El Ulises de Joyce inaugura el mundo que vivimos, conocemos e imaginamos, en el que la condición social de las mujeres ha registrado cambios revolucionarios durante el siglo pasado y en lo que llevamos de este. En este ciclo de lecturas vamos a ocuparnos de cómo algunas escritoras de rango mayor han experimentado y descrito estas mutaciones hasta la situación actual. Las mujeres han creado y contado historias desde el primer balbuceo del lenguaje y han sido ellas las encargadas de forjar en primer término nuestra conciencia a través de los cuentos infantiles.
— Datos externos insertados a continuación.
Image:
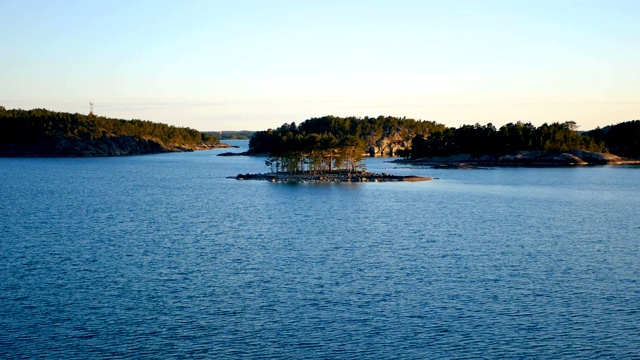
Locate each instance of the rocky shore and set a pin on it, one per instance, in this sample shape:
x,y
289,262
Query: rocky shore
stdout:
x,y
523,158
105,146
329,177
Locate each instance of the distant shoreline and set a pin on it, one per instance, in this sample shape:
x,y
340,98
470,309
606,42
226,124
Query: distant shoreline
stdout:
x,y
330,177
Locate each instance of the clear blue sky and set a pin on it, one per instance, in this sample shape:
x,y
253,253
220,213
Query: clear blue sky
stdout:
x,y
231,65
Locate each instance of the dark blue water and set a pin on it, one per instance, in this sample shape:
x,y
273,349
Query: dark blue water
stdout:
x,y
161,256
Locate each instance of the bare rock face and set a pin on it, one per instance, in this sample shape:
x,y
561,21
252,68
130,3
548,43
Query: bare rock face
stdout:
x,y
389,145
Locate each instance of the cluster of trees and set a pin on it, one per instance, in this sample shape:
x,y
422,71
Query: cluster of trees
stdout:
x,y
486,139
331,143
19,126
232,135
622,139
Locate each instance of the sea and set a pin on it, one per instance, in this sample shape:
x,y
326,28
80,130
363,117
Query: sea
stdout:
x,y
164,256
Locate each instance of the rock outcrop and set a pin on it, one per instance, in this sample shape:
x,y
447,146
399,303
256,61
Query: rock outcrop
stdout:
x,y
525,158
105,146
330,177
389,145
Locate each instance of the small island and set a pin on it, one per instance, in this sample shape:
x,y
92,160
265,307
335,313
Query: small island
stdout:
x,y
361,176
319,150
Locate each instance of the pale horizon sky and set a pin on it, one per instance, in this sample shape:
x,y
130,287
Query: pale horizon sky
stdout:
x,y
236,65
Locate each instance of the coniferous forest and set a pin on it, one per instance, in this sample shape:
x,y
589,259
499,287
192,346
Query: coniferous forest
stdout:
x,y
41,132
329,143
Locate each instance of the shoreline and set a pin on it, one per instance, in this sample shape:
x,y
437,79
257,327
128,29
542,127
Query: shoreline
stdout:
x,y
330,177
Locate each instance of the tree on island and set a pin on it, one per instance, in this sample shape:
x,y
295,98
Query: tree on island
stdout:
x,y
331,143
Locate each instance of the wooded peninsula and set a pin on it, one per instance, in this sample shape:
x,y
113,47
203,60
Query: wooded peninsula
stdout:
x,y
332,143
41,132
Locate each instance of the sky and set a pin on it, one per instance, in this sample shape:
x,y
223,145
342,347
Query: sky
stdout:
x,y
253,65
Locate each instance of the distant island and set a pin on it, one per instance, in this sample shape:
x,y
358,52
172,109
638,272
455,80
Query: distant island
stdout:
x,y
40,132
427,142
232,134
330,148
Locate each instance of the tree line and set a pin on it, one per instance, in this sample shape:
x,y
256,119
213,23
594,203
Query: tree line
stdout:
x,y
19,126
621,139
331,143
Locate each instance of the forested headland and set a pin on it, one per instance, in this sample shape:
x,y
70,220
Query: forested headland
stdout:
x,y
232,134
329,143
41,132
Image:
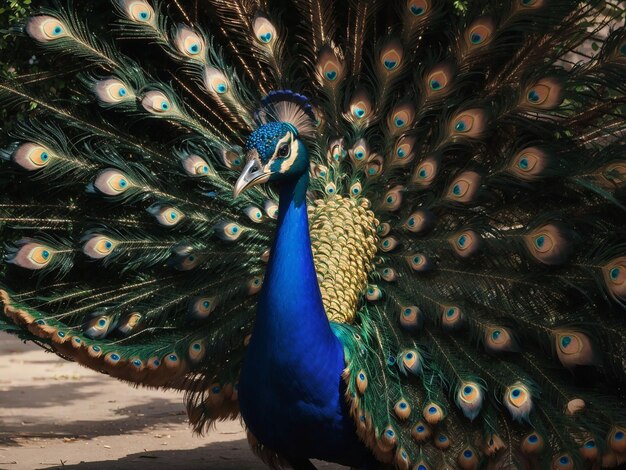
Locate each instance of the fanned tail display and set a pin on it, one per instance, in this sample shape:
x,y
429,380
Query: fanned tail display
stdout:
x,y
466,204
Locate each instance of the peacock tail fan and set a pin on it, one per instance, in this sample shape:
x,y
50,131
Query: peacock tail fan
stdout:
x,y
467,207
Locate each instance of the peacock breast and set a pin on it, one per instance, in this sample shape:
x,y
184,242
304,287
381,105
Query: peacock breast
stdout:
x,y
343,239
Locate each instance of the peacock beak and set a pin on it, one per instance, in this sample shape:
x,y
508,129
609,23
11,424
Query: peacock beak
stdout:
x,y
253,173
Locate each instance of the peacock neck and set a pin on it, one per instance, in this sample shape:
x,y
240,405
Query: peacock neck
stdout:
x,y
290,310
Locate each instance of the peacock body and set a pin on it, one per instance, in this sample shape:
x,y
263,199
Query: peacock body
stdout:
x,y
382,234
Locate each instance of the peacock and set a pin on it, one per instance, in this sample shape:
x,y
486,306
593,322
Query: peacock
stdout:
x,y
385,234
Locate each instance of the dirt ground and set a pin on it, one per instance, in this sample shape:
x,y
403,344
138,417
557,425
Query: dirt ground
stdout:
x,y
57,414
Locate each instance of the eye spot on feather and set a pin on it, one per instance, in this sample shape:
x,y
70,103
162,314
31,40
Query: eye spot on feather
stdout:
x,y
614,274
166,216
356,189
112,182
545,94
360,106
391,56
156,102
530,164
361,381
419,262
112,91
466,244
468,124
433,413
573,348
467,459
499,339
383,229
389,437
442,442
452,317
32,156
418,7
400,118
532,444
215,81
32,255
470,399
374,167
421,432
138,11
201,307
531,3
389,274
388,244
402,409
329,67
411,318
195,165
437,81
254,285
373,293
464,188
480,33
550,244
617,439
189,43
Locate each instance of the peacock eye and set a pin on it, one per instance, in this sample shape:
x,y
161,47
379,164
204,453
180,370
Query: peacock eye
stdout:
x,y
284,150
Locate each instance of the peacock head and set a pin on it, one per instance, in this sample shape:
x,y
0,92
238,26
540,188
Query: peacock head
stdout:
x,y
276,150
274,153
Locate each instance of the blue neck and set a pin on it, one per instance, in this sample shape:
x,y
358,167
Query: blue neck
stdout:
x,y
290,311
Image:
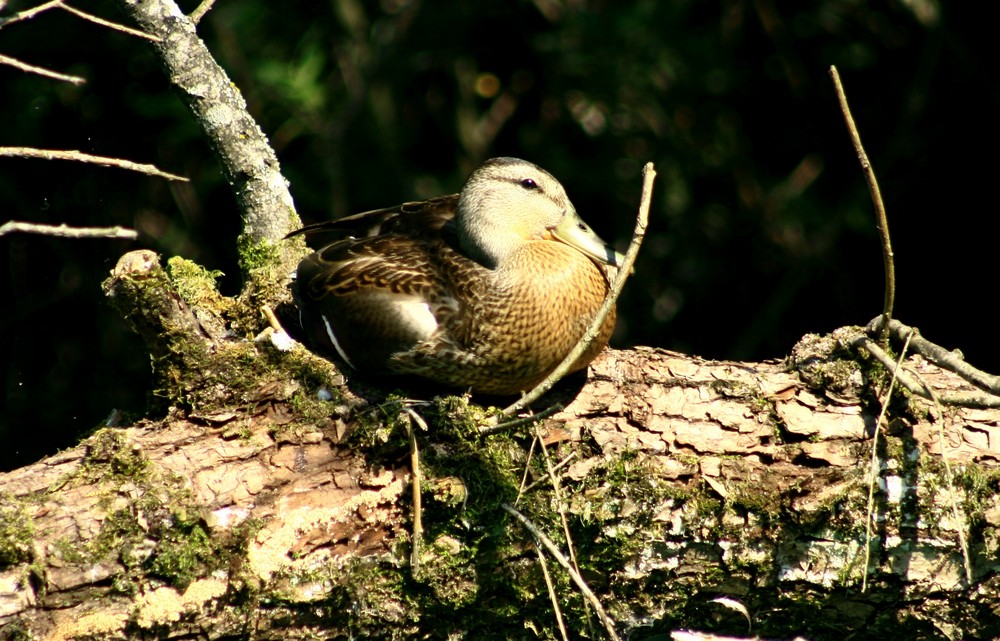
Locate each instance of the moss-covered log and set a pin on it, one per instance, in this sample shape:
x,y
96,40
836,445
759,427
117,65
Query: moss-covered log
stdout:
x,y
273,502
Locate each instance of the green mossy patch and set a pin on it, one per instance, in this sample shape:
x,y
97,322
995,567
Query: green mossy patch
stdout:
x,y
17,531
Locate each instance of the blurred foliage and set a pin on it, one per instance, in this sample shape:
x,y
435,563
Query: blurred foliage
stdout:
x,y
761,229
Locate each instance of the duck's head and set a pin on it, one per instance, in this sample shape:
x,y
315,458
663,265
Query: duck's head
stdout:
x,y
508,202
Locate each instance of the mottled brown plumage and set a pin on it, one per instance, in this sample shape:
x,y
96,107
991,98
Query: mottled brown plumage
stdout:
x,y
488,289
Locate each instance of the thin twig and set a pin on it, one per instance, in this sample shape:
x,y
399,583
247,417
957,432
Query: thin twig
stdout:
x,y
41,71
28,14
874,471
560,558
272,320
960,520
486,430
906,379
527,469
949,360
648,175
557,490
418,522
552,592
65,231
201,10
104,161
880,218
106,23
555,468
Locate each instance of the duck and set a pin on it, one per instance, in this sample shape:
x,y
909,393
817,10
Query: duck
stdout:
x,y
485,291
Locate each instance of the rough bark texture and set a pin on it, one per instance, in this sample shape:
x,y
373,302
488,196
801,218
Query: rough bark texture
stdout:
x,y
246,157
273,502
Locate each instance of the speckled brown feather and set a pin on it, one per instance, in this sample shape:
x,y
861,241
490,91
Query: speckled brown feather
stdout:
x,y
496,333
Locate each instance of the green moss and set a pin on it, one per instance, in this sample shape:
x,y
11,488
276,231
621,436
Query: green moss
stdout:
x,y
184,552
17,530
196,285
109,454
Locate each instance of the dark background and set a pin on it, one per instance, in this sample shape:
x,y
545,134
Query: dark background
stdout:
x,y
761,227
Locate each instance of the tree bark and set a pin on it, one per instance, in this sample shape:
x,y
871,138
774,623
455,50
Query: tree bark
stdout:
x,y
270,512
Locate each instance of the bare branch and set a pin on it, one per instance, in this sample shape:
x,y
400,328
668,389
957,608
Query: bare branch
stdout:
x,y
201,10
28,14
56,154
880,218
65,231
249,163
560,558
41,71
105,23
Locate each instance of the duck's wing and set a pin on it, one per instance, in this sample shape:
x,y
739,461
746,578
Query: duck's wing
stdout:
x,y
420,219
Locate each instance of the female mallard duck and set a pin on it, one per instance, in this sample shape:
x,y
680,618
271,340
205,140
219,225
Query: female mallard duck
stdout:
x,y
488,289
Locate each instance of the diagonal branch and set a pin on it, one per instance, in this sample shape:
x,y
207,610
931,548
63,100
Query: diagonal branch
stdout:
x,y
248,161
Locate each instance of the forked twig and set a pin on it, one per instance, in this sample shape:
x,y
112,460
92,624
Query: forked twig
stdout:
x,y
560,558
418,521
873,470
41,71
552,592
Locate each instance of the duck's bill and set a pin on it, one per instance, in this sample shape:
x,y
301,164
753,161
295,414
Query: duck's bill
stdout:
x,y
576,233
No es casualidad que la contadora de cuentos más portentosa de todos los tiempos sea una mujer, si bien ficticia, Scherezade, y tampoco es casualidad que la imaginación que le atribuye quien inventó al personaje fuera dictada por la necesidad de huir de la muerte cierta que habría de infligirle un hombre, su interlocutor. La literatura como escudo frente a la violencia machista. La palabra contra la muerte y el olvido. Históricamente, la literatura que podía atribuirse a mujeres era oral y muy pocas excepciones a esta regla pueden contarse, y menos aún que hayan sobrevivido a la memoria, no porque no hubiera literatura escrita por mujeres sino porque fue preterida y condenada al olvido desde el primer momento. La literatura escrita y publicada por mujeres surge y se desarrolla, lentamente, en Europa a medida que avanza la modernidad del mundo burgués  y se crean ciertos alvéolos sociales –por ejemplo, los conventos hispánicos de monjas, los salones franceses del XVIII o las mansiones rurales inglesas del XIX- en los que, sin dejar de ser ámbitos privados, unas pocas escritoras obtienen cierto reconocimiento público en círculos que pueden ser más o menos amplios pero que siempre son restringidos y localizados. Para que las escritoras alcanzaran una presencia pública notoria y universal, si bien no paritaria ni mucho menos mayoritaria por ahora, fueron necesarios procesos históricos que están implícitos en los temas que tratará este ciclo de lecturas y que incluyen la universalización de la educación y el consiguiente aumento de los índices de lectura, con los cambios políticos consiguientes, y eso no ha ocurrido hasta bien entrado el siglo XX, si bien con desigual fortuna según los países.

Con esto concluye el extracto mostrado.